Wanda Garner

Participating in We Live With The Land

I am an artist printmaker. I recently completed an MA in Art Practice which I undertook as a conscious attempt to examine and extend my practice, an intention almost derailed by the pandemic. Despite this I created a multi-disciplinary installation incorporating print, painting, film, poetry, music and scent, extending over 3 rooms of a derelict manor house, Plas Bodfa on our island home in Ynys Môn.

The call-out for ‘We live with the land’ came at a time when I was considering a new direction yet wanting something that related to on-going concerns which I regularly revisit and reconsider. At the time I had been reading two important texts; Paul Nurse’s ‘What is life’ which concludes by emphasising our connectivity with all life forms and our responsibility for the planet, and Natasha Myers’ research which interrogates the anthroposcene view of the world citing art as an opportunity to develop alternative ways to see, know and interact with our environment. In light of this research I started to think more deeply about what it is that makes the land we live in unique.

As an incomer who was inexplicably drawn to this very particular place, I constantly question the intangible reasons for my attachment.
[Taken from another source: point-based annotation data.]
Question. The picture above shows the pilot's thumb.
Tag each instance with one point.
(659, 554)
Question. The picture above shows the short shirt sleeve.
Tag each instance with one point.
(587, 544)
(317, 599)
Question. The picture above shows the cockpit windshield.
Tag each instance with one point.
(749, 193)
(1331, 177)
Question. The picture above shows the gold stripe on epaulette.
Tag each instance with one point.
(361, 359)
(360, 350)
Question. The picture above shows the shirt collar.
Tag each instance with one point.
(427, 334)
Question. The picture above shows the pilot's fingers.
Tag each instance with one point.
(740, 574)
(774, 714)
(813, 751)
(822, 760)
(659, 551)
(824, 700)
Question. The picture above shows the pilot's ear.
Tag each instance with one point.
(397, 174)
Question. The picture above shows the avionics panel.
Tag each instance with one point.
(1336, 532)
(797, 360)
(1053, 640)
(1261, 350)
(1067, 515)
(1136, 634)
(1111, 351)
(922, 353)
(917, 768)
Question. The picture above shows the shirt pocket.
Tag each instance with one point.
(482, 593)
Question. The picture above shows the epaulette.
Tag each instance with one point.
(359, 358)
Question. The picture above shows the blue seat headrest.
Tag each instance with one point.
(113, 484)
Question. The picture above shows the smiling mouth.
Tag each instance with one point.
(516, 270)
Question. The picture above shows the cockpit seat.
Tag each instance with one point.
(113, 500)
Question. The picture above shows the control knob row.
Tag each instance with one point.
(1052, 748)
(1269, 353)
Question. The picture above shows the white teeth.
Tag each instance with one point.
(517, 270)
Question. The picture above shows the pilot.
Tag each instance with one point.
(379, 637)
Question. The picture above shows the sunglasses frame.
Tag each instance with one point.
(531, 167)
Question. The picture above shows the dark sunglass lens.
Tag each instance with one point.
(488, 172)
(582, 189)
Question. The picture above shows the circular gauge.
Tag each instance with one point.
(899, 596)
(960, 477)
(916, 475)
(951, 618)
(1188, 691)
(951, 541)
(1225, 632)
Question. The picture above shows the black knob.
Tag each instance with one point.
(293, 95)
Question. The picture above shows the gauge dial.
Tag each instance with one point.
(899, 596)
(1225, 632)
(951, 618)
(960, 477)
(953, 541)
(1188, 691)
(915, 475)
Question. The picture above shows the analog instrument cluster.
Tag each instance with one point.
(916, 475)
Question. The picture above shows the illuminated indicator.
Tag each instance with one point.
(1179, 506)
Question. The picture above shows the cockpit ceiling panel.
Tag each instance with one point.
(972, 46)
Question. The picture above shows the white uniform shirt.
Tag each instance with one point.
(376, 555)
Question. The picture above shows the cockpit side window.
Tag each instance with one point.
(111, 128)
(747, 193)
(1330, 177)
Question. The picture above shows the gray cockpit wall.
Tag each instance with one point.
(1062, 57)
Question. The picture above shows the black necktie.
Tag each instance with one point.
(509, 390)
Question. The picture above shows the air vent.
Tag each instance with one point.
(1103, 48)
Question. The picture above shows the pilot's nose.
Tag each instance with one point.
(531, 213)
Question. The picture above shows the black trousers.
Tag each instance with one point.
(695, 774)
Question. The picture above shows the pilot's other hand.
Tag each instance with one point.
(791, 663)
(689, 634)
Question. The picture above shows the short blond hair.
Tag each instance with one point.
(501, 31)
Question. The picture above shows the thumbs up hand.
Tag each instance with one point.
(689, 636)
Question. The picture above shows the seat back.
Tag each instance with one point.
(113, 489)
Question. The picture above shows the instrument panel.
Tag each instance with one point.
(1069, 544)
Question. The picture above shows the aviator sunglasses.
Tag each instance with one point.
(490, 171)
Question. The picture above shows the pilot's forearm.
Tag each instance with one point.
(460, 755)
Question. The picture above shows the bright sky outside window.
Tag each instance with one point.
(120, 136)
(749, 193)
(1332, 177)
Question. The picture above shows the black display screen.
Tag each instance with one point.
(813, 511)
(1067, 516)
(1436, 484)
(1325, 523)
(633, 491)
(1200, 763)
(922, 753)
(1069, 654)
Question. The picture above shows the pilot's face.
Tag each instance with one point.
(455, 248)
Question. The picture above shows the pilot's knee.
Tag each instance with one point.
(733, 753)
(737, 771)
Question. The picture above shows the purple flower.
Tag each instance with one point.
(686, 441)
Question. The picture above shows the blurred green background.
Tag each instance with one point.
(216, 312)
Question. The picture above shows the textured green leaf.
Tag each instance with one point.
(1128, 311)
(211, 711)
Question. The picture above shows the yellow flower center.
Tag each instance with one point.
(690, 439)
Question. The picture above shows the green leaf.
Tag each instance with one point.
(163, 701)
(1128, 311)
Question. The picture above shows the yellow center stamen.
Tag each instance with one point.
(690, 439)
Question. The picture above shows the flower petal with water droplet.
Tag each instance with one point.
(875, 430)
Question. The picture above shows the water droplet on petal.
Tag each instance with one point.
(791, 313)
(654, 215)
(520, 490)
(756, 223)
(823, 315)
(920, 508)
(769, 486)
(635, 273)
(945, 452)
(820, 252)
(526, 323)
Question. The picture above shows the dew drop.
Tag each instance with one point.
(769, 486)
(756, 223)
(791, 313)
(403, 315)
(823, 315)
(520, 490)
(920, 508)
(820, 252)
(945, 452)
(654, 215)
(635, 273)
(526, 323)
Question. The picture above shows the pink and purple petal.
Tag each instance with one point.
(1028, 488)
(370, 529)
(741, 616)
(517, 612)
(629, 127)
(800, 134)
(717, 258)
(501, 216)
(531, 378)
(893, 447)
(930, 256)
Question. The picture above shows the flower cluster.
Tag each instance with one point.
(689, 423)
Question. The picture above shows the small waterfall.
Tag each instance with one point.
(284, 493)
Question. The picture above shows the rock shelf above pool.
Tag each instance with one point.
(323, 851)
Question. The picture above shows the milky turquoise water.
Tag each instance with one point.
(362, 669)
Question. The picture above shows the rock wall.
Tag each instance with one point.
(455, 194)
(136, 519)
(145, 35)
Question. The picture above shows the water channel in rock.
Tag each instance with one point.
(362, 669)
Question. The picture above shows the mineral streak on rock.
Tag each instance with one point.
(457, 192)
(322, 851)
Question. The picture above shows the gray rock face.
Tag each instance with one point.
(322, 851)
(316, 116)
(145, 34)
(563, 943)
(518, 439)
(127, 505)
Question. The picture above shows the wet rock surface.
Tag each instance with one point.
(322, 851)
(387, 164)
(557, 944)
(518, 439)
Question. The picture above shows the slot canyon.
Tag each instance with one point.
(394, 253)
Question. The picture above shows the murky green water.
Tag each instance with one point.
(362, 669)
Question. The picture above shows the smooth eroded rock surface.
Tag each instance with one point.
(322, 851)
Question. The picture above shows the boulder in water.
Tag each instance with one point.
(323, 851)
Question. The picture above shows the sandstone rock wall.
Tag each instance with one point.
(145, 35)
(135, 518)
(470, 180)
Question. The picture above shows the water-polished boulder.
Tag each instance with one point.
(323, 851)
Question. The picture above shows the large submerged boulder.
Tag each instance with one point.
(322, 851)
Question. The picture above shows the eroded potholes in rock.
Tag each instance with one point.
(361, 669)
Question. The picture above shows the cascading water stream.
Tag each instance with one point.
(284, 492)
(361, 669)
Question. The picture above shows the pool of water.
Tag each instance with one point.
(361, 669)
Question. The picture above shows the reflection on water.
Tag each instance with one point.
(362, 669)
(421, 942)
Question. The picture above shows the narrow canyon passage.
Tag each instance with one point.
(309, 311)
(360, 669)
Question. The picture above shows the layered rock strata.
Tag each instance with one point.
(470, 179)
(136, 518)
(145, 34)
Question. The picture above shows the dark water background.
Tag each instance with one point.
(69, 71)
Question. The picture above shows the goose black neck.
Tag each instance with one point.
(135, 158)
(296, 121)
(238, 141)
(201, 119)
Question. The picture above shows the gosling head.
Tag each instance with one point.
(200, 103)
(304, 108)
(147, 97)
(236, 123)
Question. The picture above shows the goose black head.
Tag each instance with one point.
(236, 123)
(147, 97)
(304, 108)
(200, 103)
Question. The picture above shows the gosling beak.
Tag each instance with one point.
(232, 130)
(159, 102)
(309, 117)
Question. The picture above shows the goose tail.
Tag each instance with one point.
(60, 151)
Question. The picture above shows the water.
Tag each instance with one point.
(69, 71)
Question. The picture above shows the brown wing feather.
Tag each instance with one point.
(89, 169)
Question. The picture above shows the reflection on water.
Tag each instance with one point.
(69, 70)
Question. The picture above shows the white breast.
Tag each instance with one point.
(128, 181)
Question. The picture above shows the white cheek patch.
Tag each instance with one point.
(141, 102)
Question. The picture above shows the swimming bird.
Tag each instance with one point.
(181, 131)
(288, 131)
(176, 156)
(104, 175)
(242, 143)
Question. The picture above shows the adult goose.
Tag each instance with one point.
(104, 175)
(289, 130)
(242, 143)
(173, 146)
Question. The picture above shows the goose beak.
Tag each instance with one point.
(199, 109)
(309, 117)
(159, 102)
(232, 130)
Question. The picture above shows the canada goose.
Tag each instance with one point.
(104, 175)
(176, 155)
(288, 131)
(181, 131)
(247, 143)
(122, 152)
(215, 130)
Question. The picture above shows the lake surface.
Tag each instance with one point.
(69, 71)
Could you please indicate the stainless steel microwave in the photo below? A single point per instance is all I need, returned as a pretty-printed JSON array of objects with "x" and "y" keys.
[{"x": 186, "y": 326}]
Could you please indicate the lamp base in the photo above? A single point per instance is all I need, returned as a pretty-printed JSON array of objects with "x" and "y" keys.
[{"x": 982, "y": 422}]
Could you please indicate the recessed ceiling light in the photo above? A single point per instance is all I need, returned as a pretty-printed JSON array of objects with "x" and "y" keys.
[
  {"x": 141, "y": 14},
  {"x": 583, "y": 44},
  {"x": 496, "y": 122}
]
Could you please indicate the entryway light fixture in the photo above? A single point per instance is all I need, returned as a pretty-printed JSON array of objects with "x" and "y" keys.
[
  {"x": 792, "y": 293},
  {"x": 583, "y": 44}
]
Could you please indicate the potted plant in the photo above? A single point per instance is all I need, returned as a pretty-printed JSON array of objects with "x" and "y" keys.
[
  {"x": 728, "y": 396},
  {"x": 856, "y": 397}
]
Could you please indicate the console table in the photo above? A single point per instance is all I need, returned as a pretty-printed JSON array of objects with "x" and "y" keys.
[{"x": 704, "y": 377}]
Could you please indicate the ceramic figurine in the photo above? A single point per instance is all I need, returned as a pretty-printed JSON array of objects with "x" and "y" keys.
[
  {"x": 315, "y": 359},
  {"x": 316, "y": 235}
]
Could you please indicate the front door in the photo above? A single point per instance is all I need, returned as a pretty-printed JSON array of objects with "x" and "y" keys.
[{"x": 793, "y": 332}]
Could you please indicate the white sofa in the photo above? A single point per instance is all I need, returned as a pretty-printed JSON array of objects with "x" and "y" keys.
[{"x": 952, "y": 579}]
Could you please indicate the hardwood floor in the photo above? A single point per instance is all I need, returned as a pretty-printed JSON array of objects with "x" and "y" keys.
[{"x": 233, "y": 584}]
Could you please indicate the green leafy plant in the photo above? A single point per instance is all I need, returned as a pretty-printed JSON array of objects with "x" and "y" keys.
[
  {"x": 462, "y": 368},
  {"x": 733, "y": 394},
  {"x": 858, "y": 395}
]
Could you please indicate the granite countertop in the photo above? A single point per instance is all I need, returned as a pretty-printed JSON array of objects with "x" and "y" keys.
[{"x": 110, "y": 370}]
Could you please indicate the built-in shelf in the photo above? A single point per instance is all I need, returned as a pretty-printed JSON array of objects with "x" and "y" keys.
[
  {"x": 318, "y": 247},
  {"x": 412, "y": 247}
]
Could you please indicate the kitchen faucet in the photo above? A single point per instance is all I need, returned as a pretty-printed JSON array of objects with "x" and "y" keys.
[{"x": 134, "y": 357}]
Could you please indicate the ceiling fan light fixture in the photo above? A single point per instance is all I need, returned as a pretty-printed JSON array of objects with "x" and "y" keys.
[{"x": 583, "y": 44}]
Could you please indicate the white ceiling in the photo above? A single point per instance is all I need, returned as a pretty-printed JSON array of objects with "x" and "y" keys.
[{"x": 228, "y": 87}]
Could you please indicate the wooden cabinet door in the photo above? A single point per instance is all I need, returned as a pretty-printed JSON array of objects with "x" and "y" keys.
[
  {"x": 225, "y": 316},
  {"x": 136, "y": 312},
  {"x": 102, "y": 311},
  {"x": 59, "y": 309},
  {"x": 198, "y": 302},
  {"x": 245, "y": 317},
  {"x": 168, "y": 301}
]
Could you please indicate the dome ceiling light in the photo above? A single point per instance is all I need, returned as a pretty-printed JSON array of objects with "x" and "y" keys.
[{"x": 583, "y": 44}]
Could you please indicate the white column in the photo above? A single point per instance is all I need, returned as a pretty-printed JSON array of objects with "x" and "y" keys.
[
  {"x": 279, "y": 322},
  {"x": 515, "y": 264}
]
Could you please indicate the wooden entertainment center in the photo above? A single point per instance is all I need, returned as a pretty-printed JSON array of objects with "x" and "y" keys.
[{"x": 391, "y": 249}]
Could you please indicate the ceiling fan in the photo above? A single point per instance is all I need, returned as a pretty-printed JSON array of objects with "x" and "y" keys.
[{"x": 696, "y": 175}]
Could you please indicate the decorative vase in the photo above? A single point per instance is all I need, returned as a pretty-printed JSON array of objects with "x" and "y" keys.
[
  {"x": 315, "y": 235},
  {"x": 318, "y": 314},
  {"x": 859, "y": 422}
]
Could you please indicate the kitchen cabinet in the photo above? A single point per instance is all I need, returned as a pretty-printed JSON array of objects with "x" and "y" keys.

I recognise the special  importance of the Welsh language in identifying a sense of place and its related history. Sometimes the narrative is contained in a single name such as our tiny nearby island of LLanddwyn which is the church ( Llan) of St. Dwynwen, Welsh patron saint of lovers whose shrine predated the church. Sometimes the narratives are captured in sayings such as the ‘The most agile crows are from Brynsiencyn’

Thus, I returned to the core of my previous career as a teacher of the deaf, how do I ensure that language is accessible and meaningful. Then as an artist, in the spirit of David Crystal’s suggestion ‘that artists can help create a different conversation’, I want to present the information in a way that is accessible and engaging whilst promoting a meaningful dialogue.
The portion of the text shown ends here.